Si era già cimentato David Lynch nel 1984 con esiti controversi, ci aveva già provato Alejandro Jodorowski senza concludere, ma a Villeneuve non tremano i polsi: la sua trasposizione è avvincente, poderosa, sottile e febbrile, dal 16 settembre la troveremo in sala con Warner Bros., dopo questa anteprima mondiale alla Mostra di Venezia.
Fuori concorso, ma potrebbe competere senza patemi per il Leone: dalla fotografia (Greig Fraser) ai costumi (Jacqueline West), dalla scenografia (Patrice Vermette) alle musiche (Hans Zimmer), dai fondamentali effetti visivi (Paul Lambert) a quelli speciali (Gerd Nefzer), tecnicamente è indiscutibile – e chissà per quanti Oscar concorrerà – ma la sceneggiatura, co-firmata dallo stesso Villeneuve, e le prove attoriali, a partire dal protagonista Timothée Chalamet, conducono in un’altra dimensione, a una guida galattica per autori dentro il Sistema, a un guadagno poetico che è ben più della somma dei dipartimenti.
Nel cast all star Rebecca Ferguson, Oscar Isaac, Josh Brolin, Stellan Skarsgård, Dave Bautista, Zendaya, nonché Charlotte Rampling, Jason Momoa e Javier Bardem, Dune inquadra il viaggio dell’(anti)eroe Paul Atreides, garibaldino per raddoppio, sensitivo per facoltà, prescelto per missione: Chalamet gli concede silhouette, fremiti e sofferenza come si conviene, riuscendo a triangolare tra fede, istinto e destino, ovvero sangue, natura e libero arbitrio con agio ed eleganza.
Villeneuve fa di Herbert un apologo dell’adattamento, del cambiare o morire, portando sul grande schermo un’epopea tanto conflittuale, gli Atreides e gli Arkonnen, quanto subliminale, tanto tonitruante – ma mai fracassona – quanto centripeta, in cui il carburante si dice spezia ma si vuole sogno.

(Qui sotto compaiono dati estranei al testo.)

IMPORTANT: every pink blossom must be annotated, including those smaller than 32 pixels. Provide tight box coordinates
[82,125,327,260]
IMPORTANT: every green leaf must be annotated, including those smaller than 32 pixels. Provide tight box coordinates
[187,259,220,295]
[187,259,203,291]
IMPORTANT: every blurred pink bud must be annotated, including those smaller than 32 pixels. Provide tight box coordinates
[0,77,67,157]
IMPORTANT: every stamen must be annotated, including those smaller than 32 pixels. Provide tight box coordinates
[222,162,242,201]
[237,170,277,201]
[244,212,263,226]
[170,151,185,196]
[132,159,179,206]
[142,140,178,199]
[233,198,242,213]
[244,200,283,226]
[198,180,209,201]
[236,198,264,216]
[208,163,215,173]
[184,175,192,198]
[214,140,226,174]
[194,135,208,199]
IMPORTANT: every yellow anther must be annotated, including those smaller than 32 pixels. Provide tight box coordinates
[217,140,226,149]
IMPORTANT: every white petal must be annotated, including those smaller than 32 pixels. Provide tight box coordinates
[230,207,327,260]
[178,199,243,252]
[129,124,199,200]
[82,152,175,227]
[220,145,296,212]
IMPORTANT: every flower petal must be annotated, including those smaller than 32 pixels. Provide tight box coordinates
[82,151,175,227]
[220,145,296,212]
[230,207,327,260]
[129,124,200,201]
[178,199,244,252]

Il senso del regista canadese per la fantascienza è la premonizione e l’empatia, doti che ne plasmano anche gli effetti visivi: la scala di grandezza non è titanica, ma irrimediabilmente umana, questo Herbert echeggia tanto Shakespeare che i mondi possibili, tanto l’antropologia visiva che la guerra di mondi.
È un film rotondo, pieno, equilibrato, malgrado la seconda parte sia meno drammaturgicamente solida della prima, ed è un film dal passo lungo, e non solo per il sequel in cantiere: si prova demiurgo Villeneuve, firmando con Herbert una science fiction adulta, fascinosa, calibrata e risuonante.
Di Chalamet abbiamo detto, il passo a due alchemico con Rebecca Ferguson, ovvero la madre Lady Jessica, è sapido e alchemico, bene anche Zendaya nei panni dell’indigena Fremen Chani, che prenderà il comando nel secondo capitolo, mentre sia Momoa (Duncan) che Brolin (Gurney) e Bardem (Stilgar) sanno andare oltre la mera muscolarità, per tacere di Isaac, il Duca padre di Paul, che ha uno spin crepuscolare.
Quantità e qualità, dimensioni e sentimento, Dune ha tutto per lasciare il segno nella fantascienza d'inizio Terzo Millennio.